How do I replace the cell values in a column if they contain a number in general or contain a specific thing like a comma, replace the whole cell value with something else.

Say for example a column that has a comma meaning it has more than one thing I want it to be replaced by text like "ENM".

For a column that has a cell with a number value, I want to replace it by 'UNM'

Brooney
  • 11
  • 1
  • 4

2 Answers2

0

As you have not provided examples of what your expected and current output look like, I'm making some assumptions below. What it seems like you're trying to do is iterate through every value in a column and if the value meets certain conditions, change it to something else.

Just a general pointer. Iterating through dataframes requires some important considerations for larger sizes. Read through this answer for more insight.

Start by defining a function you want to use to check the value:

def has_comma(value):
    if ',' in value:
        return True
    return False

Then use the pandas.DataFrame.replace method to make the change.

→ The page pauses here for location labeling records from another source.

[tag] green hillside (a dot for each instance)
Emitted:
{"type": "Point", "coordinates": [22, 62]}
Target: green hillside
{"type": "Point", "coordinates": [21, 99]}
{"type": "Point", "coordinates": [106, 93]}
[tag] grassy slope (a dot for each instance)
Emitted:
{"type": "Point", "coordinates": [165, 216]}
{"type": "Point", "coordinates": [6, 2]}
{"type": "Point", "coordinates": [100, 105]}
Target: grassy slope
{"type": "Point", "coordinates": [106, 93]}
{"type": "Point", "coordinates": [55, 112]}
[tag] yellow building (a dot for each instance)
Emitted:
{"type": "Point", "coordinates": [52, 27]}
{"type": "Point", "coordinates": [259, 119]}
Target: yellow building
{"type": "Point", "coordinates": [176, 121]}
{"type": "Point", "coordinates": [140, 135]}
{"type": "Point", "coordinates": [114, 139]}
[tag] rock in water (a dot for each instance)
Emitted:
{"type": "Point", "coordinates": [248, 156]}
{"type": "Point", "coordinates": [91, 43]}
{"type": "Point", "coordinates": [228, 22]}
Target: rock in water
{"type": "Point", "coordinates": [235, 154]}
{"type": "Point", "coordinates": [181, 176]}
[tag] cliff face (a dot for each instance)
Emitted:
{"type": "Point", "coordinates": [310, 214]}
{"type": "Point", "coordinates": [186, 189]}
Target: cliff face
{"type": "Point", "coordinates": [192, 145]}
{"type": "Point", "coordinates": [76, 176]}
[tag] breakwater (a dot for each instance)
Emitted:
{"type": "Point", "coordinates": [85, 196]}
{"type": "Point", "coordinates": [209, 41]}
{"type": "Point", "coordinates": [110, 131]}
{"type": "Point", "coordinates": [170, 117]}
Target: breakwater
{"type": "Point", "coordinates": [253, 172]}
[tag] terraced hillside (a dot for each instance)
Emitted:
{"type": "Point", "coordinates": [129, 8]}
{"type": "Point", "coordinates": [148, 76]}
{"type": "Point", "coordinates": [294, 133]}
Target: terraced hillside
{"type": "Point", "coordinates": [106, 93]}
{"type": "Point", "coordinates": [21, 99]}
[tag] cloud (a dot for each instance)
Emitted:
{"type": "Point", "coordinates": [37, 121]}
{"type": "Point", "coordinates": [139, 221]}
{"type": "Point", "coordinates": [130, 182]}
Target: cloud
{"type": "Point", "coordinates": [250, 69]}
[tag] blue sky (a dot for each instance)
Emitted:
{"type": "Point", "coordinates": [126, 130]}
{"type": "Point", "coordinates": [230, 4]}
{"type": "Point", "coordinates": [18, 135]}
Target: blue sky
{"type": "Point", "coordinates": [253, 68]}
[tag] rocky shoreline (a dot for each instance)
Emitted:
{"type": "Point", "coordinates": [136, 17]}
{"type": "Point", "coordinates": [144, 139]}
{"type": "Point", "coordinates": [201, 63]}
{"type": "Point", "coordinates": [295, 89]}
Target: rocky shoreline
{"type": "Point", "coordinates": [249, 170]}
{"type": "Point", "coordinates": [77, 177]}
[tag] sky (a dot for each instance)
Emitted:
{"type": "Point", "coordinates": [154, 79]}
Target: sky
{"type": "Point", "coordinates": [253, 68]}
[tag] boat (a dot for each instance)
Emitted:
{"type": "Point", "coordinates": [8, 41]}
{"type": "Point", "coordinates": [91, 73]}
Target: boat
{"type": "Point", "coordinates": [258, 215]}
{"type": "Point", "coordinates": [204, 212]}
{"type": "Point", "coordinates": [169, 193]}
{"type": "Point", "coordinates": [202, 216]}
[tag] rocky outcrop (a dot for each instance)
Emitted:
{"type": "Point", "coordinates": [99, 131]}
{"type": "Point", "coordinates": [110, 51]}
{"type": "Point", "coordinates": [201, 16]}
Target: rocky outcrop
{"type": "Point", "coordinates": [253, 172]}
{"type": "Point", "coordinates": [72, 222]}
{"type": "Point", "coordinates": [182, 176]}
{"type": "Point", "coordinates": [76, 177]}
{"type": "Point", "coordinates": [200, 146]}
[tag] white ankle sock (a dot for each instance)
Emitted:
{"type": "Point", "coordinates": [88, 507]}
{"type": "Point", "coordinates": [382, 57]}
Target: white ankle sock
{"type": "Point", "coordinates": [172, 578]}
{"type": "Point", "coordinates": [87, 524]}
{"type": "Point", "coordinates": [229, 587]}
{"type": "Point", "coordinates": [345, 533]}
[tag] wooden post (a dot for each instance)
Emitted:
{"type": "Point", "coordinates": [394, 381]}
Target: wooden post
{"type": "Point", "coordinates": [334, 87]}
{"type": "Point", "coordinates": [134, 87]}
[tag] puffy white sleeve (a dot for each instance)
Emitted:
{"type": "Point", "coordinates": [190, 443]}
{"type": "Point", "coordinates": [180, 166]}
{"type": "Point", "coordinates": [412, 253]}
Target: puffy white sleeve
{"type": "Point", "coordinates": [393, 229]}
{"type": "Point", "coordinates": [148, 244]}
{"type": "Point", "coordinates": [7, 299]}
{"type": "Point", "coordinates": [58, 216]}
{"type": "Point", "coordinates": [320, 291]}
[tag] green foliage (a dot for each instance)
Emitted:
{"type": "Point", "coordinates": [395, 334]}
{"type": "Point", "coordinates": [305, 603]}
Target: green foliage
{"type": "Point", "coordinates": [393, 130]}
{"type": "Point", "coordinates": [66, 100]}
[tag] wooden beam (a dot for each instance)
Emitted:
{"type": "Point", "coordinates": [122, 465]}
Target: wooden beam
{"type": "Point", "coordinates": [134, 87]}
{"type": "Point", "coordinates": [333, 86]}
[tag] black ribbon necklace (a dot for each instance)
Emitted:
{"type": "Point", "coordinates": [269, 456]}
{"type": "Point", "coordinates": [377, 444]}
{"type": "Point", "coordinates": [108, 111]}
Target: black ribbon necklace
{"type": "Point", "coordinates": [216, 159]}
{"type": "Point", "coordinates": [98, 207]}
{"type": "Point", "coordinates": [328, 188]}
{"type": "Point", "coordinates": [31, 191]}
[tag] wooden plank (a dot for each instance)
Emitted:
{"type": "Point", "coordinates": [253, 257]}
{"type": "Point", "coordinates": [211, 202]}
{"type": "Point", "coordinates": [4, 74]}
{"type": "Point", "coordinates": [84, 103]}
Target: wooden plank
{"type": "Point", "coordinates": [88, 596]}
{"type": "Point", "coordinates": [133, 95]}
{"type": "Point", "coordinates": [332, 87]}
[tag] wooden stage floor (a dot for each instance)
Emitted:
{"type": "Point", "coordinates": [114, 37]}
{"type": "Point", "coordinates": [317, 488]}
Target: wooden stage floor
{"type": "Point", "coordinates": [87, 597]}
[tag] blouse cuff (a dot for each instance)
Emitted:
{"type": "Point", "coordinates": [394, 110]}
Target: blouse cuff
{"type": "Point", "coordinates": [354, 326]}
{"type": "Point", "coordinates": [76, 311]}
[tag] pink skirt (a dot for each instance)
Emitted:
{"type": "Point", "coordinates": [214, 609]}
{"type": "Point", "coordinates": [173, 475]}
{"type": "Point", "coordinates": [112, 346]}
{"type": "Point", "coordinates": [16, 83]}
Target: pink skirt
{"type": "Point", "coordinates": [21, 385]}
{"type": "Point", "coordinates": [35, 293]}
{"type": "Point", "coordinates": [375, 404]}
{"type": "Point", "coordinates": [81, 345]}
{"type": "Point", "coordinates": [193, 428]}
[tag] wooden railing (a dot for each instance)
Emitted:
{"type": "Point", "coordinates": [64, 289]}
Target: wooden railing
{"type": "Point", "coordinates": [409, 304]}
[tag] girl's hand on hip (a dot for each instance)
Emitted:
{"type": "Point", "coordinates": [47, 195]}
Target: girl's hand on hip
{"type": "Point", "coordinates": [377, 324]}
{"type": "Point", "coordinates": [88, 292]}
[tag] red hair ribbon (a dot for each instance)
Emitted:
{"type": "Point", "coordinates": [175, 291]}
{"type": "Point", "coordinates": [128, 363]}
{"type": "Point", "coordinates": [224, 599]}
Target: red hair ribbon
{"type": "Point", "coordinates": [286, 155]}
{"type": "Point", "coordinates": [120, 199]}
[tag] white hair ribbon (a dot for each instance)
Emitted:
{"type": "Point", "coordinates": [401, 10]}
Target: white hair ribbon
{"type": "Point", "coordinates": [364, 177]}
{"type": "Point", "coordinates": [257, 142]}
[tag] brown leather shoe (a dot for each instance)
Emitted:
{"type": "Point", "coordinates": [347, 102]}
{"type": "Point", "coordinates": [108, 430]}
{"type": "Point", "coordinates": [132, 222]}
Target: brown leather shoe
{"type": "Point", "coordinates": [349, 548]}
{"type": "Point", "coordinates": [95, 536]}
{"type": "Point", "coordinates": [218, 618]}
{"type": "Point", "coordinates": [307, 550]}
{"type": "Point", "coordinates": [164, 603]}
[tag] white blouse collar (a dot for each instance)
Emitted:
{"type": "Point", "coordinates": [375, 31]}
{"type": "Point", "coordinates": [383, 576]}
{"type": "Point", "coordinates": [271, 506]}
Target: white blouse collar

for i in df['column_name']:
    if has_comma(i):
        df['column_name'] = df['column_name'].replace([i], 'ENM')
    else:
        df['column_name'] = df['column_name'].replace([i], 'UNM')
codingray
  • 106
  • 7
  • the output result is "TypeError" argument of type 'float' is not iterable – Brooney Mar 18 '22 at 04:03
  • @Brooney That's strange. A column should not be seen as a float, even if it contains floats. Could you point out which line this error is pointing to and if you're in fact using the column syntax, not a specific value? – codingray Mar 19 '22 at 04:15
  • I am trying to iterate through each cell in the column and change the whole cell if a substring occurs in the cell – Brooney Mar 20 '22 at 05:10
0

Say you have a column, i.e. pandas Series called col

The following code can be used to map values with comma to "ENM" as per your example

col.mask(col.str.contains(','), "ENM")

You can overwrite your original column with this result if that's what you want to do. This approach will be much faster than looping through each element.

For mapping floats to "UNM" as per your example the following would work

col.mask(col.apply(isinstance, args=(float,)), "UNM")

Hopefully you get the idea. See https://pandas.pydata.org/docs/reference/api/pandas.Series.mask.html for more info on masking

Riley
  • 2,153
  • 1
  • 6
  • 16